Friday, June 24, 2005

Matahari yang Marah

Matahari seperti ingin menunjukkan kegarangannya. Tak satu segumpal pun awan diberi kesempatan untuk menutupi. Langit dibuat biru. Tanah dibuat terbelalak. Dan kepala dipaksa meraung menahan panas.

Kemarahan matahari baru mereda setelah lonceng senja dipukul malaikat. Toh sisa-sisa kemarahannya masih terbawa angin malam yang berhembus pelan. Dingin dan menusuk tulang. Seluruh kota benar-benar dibuat merinding.

Apa salah bumi? Apa dosa kota yang kutinggali?
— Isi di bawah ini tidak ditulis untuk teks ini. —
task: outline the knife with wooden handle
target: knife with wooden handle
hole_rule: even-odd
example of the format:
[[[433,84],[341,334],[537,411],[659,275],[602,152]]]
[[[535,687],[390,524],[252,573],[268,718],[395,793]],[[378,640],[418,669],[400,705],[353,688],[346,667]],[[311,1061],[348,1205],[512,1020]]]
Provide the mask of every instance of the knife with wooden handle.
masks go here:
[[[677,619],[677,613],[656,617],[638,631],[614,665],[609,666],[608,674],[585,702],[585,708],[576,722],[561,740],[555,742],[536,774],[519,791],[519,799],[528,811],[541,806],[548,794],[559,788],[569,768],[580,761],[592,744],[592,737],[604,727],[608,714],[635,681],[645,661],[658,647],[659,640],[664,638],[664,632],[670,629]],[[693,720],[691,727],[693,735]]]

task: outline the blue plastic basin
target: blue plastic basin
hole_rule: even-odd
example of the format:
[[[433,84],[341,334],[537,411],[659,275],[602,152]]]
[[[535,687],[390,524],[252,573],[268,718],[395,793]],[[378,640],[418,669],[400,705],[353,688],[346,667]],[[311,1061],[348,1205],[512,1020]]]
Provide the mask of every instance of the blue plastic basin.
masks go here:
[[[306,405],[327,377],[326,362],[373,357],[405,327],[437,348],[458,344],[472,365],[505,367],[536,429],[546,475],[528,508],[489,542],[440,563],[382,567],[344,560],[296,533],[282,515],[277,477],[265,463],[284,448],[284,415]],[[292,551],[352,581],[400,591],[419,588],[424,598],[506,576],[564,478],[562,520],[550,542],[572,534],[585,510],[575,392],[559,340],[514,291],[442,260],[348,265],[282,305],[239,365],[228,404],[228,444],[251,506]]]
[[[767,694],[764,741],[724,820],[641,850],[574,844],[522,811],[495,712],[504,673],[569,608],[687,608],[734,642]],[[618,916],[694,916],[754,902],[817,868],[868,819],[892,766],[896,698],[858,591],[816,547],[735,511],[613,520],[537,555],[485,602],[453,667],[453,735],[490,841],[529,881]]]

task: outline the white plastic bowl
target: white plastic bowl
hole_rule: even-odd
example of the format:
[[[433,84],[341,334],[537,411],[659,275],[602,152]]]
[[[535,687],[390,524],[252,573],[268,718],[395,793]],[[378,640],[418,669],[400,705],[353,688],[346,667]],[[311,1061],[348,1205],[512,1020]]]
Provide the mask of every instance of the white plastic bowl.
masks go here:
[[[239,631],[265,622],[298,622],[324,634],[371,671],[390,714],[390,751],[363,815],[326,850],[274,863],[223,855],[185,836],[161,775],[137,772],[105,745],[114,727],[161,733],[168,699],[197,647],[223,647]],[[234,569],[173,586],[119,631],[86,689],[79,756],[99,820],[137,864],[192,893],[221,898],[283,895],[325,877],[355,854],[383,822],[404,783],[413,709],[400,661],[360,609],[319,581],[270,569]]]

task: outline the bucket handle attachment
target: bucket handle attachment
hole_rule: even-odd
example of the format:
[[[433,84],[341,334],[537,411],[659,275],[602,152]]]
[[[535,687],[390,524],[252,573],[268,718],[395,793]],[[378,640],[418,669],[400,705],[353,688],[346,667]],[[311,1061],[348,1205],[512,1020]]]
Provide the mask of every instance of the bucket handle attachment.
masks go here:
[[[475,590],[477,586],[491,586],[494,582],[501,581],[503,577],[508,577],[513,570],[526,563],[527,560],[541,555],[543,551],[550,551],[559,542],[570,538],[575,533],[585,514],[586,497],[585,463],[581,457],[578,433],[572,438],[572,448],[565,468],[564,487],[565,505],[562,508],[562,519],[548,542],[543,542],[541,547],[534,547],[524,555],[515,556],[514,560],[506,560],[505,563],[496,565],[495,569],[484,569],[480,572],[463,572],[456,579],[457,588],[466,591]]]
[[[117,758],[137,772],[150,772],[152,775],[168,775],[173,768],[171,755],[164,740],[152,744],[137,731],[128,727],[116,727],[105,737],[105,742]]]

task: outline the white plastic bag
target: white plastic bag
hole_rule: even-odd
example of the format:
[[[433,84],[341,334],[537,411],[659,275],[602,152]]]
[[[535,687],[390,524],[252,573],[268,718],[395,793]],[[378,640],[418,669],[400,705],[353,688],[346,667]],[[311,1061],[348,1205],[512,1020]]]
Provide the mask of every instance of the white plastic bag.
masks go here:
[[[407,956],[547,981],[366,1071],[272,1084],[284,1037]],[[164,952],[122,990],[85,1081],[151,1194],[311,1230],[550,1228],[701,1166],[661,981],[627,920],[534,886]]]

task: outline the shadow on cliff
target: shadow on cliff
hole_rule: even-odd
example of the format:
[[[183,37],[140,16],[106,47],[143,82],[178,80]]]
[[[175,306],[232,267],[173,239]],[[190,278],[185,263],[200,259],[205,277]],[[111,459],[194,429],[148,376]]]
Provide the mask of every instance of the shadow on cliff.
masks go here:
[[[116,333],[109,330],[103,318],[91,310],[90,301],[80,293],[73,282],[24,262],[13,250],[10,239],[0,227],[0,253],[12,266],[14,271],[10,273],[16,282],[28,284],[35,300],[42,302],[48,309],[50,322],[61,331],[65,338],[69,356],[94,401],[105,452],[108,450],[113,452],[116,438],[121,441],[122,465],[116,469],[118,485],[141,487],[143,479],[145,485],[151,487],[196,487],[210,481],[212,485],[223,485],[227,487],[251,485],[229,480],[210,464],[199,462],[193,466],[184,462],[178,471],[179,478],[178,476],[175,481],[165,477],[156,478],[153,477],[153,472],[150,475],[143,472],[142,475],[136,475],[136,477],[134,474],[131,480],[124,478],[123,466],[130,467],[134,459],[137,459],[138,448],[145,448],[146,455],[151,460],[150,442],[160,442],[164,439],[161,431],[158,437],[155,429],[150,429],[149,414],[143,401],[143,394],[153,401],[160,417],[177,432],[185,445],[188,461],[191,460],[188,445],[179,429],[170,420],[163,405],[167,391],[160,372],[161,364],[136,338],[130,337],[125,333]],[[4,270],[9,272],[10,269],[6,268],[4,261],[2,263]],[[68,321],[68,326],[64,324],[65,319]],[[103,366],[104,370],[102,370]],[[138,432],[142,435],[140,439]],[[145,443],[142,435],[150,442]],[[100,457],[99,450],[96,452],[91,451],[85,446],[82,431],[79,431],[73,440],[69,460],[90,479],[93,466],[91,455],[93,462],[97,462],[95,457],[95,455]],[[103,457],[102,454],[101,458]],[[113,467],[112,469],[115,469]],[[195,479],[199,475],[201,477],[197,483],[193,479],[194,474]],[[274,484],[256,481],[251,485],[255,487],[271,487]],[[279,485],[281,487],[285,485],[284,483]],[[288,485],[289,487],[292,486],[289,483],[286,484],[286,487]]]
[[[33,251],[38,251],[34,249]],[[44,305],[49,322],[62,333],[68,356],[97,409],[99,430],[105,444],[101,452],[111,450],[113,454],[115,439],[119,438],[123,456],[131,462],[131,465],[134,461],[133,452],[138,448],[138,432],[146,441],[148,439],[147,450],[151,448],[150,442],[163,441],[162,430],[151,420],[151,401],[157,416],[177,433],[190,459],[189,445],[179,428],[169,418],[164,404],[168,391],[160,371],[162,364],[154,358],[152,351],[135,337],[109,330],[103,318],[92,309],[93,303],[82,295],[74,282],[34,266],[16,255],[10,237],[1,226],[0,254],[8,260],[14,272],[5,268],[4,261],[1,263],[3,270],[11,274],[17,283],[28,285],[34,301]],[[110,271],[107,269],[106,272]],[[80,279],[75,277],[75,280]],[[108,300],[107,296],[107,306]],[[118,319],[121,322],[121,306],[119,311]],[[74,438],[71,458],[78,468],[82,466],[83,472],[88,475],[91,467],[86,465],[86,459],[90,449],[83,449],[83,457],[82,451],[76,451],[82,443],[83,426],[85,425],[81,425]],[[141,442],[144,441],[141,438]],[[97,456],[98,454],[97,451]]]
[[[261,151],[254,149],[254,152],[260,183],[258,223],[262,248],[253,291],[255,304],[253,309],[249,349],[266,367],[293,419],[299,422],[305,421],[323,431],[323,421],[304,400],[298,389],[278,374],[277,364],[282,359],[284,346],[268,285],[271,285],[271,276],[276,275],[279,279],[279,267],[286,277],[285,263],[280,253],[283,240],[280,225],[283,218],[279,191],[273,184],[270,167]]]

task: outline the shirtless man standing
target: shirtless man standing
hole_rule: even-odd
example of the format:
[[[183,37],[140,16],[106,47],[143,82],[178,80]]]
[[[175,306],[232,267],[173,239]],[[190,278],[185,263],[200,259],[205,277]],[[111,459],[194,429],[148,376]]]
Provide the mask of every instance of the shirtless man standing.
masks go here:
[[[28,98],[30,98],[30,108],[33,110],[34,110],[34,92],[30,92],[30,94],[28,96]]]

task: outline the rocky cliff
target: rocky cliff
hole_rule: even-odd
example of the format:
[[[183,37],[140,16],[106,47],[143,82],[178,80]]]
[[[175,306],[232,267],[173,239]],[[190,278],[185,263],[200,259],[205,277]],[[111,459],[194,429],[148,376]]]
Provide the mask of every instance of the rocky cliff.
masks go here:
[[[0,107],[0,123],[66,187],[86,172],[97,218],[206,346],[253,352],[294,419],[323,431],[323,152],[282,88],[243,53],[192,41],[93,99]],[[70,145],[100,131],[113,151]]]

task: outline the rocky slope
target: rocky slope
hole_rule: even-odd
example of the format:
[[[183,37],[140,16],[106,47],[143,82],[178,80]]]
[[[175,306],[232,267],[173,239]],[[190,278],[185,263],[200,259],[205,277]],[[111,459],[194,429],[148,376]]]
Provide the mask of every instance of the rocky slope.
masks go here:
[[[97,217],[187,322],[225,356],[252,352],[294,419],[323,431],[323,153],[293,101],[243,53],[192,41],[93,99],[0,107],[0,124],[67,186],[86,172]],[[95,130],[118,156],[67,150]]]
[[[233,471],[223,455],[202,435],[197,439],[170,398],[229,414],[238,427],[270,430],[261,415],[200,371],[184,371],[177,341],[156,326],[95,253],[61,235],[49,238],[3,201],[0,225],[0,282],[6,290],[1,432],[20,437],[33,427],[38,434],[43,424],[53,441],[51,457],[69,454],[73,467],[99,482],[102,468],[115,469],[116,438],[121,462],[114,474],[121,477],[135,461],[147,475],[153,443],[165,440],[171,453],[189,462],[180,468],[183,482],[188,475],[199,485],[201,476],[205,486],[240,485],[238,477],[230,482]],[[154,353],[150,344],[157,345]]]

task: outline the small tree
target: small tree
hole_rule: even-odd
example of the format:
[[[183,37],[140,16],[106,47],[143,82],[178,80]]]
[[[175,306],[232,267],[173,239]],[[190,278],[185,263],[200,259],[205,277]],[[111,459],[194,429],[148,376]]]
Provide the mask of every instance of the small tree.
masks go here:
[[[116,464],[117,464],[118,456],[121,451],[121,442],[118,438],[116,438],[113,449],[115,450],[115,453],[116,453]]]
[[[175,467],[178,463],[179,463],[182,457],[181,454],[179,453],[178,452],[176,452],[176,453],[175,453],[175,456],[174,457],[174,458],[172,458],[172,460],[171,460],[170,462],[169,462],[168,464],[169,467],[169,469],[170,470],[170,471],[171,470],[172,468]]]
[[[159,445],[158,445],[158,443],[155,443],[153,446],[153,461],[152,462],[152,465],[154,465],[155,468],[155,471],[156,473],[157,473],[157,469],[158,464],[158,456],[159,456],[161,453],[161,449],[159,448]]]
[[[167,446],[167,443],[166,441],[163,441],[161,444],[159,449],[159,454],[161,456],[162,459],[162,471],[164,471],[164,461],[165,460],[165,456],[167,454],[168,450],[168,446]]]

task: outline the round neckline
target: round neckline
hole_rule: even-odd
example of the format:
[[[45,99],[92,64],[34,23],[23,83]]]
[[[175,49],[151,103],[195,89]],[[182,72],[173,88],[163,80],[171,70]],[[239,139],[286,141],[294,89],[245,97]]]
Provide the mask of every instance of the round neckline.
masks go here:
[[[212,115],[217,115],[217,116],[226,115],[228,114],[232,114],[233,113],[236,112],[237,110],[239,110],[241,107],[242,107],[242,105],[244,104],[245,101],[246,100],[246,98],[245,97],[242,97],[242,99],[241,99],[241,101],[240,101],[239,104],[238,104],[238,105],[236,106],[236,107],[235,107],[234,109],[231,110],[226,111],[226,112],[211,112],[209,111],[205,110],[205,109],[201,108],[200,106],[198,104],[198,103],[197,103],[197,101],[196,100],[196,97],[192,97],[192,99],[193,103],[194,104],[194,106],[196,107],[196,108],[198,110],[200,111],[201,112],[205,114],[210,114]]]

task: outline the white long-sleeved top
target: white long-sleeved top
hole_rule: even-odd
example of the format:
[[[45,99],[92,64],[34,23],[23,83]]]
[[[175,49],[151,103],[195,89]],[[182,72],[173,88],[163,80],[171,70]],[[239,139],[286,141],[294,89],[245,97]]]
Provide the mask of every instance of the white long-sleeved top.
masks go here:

Apakah karena pesta yang digelar untuk pertama kali ini "salah mangsa"? Bukankah ini rekadaya manusia yang paling demokratis untuk memilih pimpinan? Memilih langsung Sang Duta untuk memimpin kota dan memakmurkan seluruh rakyatnya?

"Barangkali telinga Matahari tidak kuat dengan suara knalpot," Mas Alfian berujar. Knalpot. Ya, dua minggu ini seluruh pasang telinga hanya bisa mendengar suara knalpot. Knalpot yang meraung seperti macan yang tertembak pemburu.

Tapi, hanya karena itukah? Bukankah yang mereka lakukan sekedar menuruti "hukum wajib" pesta demokrasi? Pesta yang sejak kita SD selalu diikuti arak-arakan kendaraan yang meraung? Yang karena raungannya itu pula suara-suara para calon Duta tak bisa didengar? Karena, meskipun beribu orang berkumpul, mata mereka lebih menyimak lekatnya celana dalam penyanyi dangdut yang bergoyang di atas panggung?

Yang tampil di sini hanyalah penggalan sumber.